Fatma Ece Gödeoğlu

Çıplaklık çağında arzunun anatomisi

23.09.2025 12:57
Haber Detay Image

Roland Barthes'in o ünlü vecizesi, Byung-Chul Han'ın yeniden yorumuyla, yalnızca erotizm üzerine değil, modern dünyada arzunun ve anlamın kendisinin neliği üzerine derin bir ders sunar: En çekici olan, tamamen açığa çıkmış olan değil, neredeyse açığa çıkmış olandır.

Bu, sadece bir bedenin estetiği ile ilgili değil, bir varoluş felsefesidir. Barthes bize, gerçek çekiciliğin, "olan" ile "olmayan" arasındaki o ince, elektrikli sınıra yerleştirildiğini söyler. Gömleğin bir düğmesinin açılması, bir eteğin hafifçe savrulması, bir eldivenin bilekten çıkarılması... Bu anlar, teşhir değil, bir vaattir. Zihni, "acaba?" sorusuyla harekete geçirir.

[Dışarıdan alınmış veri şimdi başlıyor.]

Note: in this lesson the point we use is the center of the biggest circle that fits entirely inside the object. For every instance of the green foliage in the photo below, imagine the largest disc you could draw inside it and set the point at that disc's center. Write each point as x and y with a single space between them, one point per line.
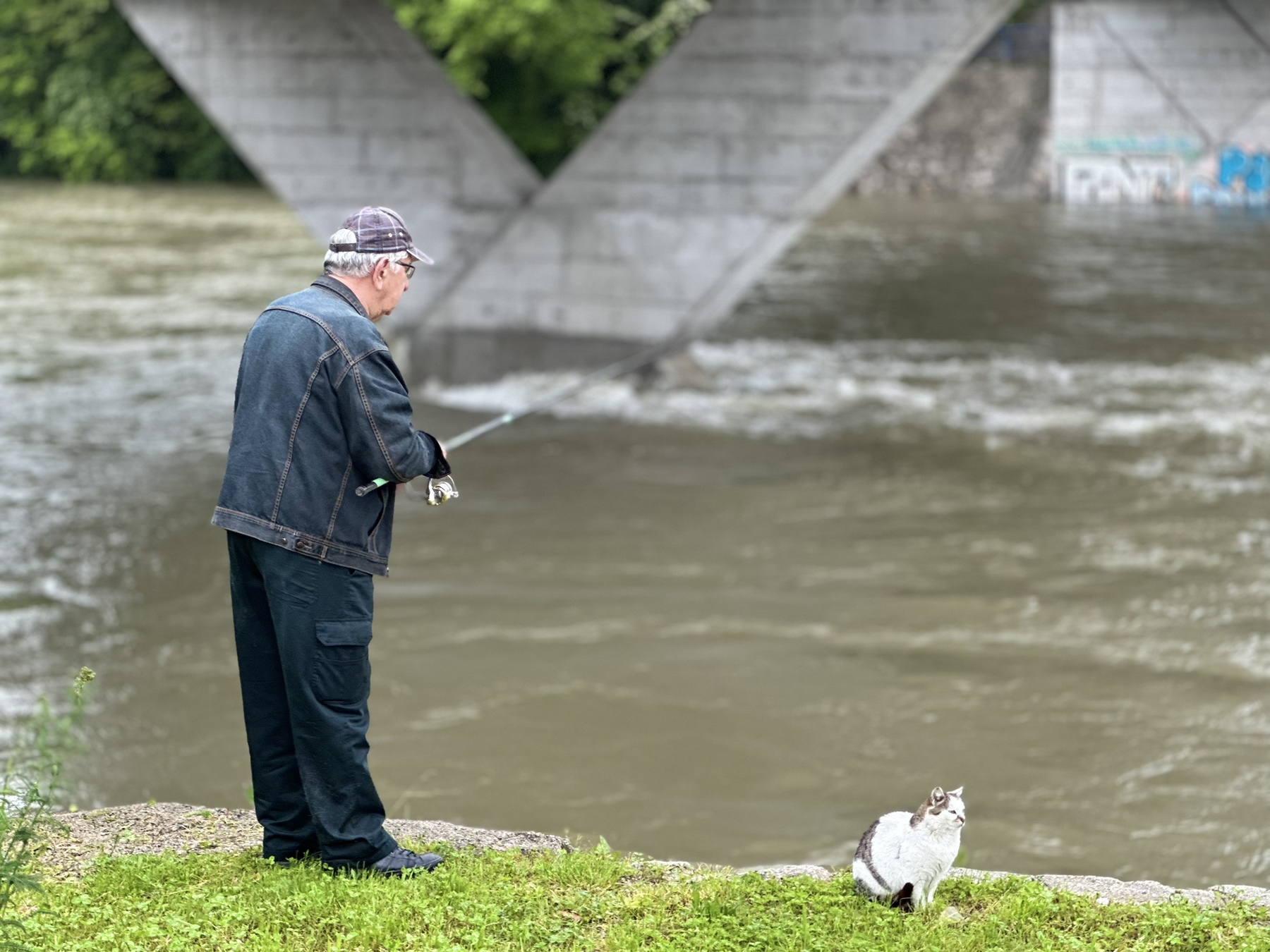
548 70
595 901
31 785
83 99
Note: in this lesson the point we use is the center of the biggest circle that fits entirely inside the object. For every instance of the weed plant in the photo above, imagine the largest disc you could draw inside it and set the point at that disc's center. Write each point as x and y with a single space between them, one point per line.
31 787
592 901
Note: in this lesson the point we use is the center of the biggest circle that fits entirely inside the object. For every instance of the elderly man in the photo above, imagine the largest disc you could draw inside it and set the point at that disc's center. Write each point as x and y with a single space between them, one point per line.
320 409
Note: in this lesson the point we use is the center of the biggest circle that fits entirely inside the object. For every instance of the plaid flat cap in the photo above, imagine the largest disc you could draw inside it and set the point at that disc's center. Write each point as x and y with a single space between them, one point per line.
376 231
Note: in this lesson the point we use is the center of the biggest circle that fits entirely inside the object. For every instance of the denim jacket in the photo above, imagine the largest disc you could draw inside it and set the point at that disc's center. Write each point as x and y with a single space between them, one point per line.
319 410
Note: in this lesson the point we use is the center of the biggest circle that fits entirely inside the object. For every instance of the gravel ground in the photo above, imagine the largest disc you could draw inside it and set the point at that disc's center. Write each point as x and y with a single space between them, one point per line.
154 828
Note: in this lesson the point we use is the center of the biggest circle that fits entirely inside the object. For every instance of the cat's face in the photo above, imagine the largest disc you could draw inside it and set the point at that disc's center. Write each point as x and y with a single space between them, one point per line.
945 810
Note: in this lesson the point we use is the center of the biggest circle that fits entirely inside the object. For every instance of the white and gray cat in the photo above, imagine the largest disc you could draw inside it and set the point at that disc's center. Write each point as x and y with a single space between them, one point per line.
903 857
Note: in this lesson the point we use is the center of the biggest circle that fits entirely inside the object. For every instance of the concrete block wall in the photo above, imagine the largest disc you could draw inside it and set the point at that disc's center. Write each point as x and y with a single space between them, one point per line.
1161 101
336 107
730 146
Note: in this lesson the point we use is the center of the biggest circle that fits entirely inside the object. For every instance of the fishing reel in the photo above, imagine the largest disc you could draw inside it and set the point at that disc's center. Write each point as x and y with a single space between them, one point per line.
438 493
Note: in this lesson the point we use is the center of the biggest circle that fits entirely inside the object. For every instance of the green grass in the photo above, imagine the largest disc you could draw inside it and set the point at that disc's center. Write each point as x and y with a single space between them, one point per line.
593 901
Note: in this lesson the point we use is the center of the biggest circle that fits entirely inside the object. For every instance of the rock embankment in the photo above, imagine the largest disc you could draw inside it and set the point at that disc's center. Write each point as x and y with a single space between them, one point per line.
155 828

Hayal gücünü, o boşluğu doldurmaya, o görünmeyeni tamamlamaya davet eder.

Erotizm, bu anlamda, bir bilmece oyunudur. Giysi, sadece örtmez; vücudu bir sanat eserine dönüştürür, ona bir çerçeve ve bir kompozisyon verir. Onu anlatılmamış bir hikâyenin nesnesi yapar. Tam bir çıplaklık ise bu hikâyeyi anlatır, son noktayı koyar ve böylece izleyicinin zihnindeki yaratım sürecini – yani arzunun ta kendisini – sonlandırır. Arzu, bir boşluğa, bir eksiğe, tamamlanmamışlığa yöneliktir. Tamamlanmış ve her yanı görülebilir olan, arzunun nesnesi olmaktan çıkar; tüketilecek bir imaj haline gelir.

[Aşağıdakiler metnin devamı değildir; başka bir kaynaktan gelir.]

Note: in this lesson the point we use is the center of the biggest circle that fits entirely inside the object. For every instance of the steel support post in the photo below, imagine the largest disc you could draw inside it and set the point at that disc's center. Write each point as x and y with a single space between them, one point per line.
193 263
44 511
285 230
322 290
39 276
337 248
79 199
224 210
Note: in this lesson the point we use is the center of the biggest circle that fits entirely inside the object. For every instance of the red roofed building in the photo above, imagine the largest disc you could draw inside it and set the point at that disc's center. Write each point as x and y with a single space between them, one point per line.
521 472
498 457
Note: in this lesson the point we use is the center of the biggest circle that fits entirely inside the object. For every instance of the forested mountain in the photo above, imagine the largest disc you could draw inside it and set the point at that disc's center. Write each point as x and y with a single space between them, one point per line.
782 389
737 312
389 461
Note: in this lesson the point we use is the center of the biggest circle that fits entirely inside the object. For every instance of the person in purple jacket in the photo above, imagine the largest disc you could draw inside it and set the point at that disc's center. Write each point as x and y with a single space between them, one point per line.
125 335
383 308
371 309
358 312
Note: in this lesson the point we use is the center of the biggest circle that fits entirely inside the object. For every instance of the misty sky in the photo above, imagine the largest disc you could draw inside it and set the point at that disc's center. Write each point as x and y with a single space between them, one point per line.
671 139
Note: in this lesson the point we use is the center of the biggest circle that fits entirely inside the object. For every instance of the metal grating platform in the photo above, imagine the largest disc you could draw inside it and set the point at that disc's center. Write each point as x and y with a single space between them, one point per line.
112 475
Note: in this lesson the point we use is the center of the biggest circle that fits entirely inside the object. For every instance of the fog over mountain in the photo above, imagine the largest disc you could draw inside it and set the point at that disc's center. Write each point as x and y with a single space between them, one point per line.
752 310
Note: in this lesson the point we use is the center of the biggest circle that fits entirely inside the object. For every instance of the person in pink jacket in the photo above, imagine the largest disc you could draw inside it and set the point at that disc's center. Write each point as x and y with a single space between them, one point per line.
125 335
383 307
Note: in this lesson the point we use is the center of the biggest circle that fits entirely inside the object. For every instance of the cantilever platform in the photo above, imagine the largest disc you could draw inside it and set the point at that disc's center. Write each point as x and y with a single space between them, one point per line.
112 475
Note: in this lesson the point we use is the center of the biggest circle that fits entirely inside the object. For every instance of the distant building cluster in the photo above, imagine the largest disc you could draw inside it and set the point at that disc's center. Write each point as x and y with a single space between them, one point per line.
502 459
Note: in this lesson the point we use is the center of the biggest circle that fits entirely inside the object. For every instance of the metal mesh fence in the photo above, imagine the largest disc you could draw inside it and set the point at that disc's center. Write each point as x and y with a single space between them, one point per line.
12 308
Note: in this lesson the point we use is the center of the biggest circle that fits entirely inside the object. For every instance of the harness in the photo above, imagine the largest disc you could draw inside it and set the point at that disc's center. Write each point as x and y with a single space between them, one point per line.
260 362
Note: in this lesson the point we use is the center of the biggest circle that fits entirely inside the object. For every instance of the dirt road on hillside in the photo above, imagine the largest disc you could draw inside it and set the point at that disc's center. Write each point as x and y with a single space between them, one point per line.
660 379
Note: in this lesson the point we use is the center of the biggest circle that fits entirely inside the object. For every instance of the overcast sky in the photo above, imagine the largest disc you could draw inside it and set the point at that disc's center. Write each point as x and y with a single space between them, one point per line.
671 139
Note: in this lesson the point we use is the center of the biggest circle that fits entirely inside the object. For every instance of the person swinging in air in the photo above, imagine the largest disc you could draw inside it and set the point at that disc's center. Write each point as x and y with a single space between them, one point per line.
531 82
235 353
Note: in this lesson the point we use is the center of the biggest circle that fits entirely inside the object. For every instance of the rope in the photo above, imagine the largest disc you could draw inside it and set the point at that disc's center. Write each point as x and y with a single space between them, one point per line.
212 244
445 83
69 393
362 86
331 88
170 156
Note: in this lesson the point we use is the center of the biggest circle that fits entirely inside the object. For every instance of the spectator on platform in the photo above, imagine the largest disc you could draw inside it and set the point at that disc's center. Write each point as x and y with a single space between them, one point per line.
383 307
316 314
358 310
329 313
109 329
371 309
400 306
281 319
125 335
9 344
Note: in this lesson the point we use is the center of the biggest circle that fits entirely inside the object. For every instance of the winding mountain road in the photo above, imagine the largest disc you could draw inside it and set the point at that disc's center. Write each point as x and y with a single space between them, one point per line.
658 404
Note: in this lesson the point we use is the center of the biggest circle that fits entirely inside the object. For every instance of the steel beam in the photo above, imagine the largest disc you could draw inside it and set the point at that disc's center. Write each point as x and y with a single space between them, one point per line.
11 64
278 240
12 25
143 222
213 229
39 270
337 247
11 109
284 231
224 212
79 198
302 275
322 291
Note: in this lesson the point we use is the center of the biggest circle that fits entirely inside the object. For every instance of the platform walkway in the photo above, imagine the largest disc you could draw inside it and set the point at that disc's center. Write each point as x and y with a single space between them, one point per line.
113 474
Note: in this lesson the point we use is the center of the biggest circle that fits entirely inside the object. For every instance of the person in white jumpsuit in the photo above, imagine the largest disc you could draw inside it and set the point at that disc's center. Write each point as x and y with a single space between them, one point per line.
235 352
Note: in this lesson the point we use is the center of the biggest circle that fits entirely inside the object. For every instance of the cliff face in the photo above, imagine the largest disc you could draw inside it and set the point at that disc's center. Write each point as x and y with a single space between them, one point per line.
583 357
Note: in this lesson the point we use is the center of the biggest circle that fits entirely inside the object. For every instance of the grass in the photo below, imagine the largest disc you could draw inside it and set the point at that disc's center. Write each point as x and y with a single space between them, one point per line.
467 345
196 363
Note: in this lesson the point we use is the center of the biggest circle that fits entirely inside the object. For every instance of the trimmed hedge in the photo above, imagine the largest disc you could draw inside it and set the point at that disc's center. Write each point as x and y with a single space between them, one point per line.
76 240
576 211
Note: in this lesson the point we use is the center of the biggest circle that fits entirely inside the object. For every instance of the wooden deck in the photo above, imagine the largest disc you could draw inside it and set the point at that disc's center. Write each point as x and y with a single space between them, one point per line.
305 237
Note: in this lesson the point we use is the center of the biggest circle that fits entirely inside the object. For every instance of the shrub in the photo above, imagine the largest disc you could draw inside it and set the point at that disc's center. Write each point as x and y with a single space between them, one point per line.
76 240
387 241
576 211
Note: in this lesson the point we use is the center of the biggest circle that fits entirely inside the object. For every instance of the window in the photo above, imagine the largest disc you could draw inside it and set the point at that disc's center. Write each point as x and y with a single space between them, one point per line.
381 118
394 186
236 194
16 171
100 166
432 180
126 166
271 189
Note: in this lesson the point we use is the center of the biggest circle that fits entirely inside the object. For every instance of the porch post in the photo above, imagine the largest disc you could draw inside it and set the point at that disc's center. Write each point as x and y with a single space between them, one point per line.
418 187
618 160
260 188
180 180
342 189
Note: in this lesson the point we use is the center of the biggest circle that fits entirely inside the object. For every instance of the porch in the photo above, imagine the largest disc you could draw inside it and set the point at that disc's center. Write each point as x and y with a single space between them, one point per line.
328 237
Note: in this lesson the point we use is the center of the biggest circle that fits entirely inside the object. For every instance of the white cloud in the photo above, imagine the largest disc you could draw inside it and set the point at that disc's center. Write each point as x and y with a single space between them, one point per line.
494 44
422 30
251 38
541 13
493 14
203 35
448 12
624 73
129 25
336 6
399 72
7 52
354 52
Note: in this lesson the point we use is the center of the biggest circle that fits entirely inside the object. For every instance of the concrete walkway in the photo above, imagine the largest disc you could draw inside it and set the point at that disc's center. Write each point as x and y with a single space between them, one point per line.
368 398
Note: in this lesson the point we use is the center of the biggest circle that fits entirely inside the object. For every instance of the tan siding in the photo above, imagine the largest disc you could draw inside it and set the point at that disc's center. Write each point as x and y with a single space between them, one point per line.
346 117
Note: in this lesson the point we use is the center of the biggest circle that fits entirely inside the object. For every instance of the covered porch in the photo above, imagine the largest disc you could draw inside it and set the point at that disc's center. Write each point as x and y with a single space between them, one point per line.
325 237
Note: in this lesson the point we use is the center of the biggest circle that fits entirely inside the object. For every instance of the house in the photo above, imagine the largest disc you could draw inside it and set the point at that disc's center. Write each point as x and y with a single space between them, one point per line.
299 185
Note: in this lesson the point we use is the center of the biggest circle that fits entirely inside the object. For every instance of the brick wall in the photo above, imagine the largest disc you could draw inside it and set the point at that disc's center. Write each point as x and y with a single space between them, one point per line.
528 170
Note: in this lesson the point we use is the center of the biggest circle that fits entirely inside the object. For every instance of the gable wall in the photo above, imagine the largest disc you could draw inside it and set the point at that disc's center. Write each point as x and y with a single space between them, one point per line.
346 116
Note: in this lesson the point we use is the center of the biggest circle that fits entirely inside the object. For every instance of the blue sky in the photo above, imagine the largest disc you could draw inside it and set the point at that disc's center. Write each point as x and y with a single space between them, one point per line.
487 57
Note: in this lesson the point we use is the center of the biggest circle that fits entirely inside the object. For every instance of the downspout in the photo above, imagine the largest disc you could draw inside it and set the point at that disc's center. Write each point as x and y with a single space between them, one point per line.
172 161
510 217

Byung-Chul Han'ın bu fikri "güzellik" bağlamında yeniden ele alması son derece isabetlidir. Onun sıklıkla eleştirdiği "şeffaflık toplumu"nun tam da panzehridir bu. Bizler her şeyin sergilendiği, hiçbir şeyin saklanmadığı, mahremiyetin pazara sunulduğu bir dönemde yaşıyoruz. Sosyal medya, sürekli bir öz-teşhir ritüeli. İlişkiler, hızlı ve dolaysız bir tüketim nesnesi.

İşte Barthes/Han ikilisinin öğretisi, bu çağa dair güçlü bir itiraz ve nostaljik bir çağrı değil, insani bir gerçeğin hatırlatılmasıdır: Gizem, arzunun oksijenidir.

Tıpkı iyi bir romanın tüm cevapları ilk sayfada vermemesi, bir şarkının en güzel kısmının dinledikten sonra kulağınızda çınlaması gibi, insan ilişkisinin ve çekiciliğin derinliği de tamamen ifşa edilmiş olmaktan değil, keşfedilecek bir katman, çözülecek bir sır bırakmasından gelir.

Bu, utangaçlığa ya da çekingenliğe bir övgü değil, bir sanat övgüsüdür. Jestlerin, bakışların, giysilerin ve sözlerin arasına ustalıkla serpiştirilmiş bir gizemin sanatı. Gerçek güzellik, bir heykelin donmuş mükemmelliğinde değil, rüzgârda hafifçe kalkmış bir perdenin ardında henüz tam seçilemeyen bir gölgenin hareketindedir. Bu noktada görünmez olanı ima etmek, görünen her şeyi göstermekten çok daha güçlüdür. Çünkü asıl büyü, bizim tamamladığımız şeydedir. Ve arzu, ancak tamamlanmamış olanı tamamlama dürtüsü olduğu sürece var olmaya devam eder.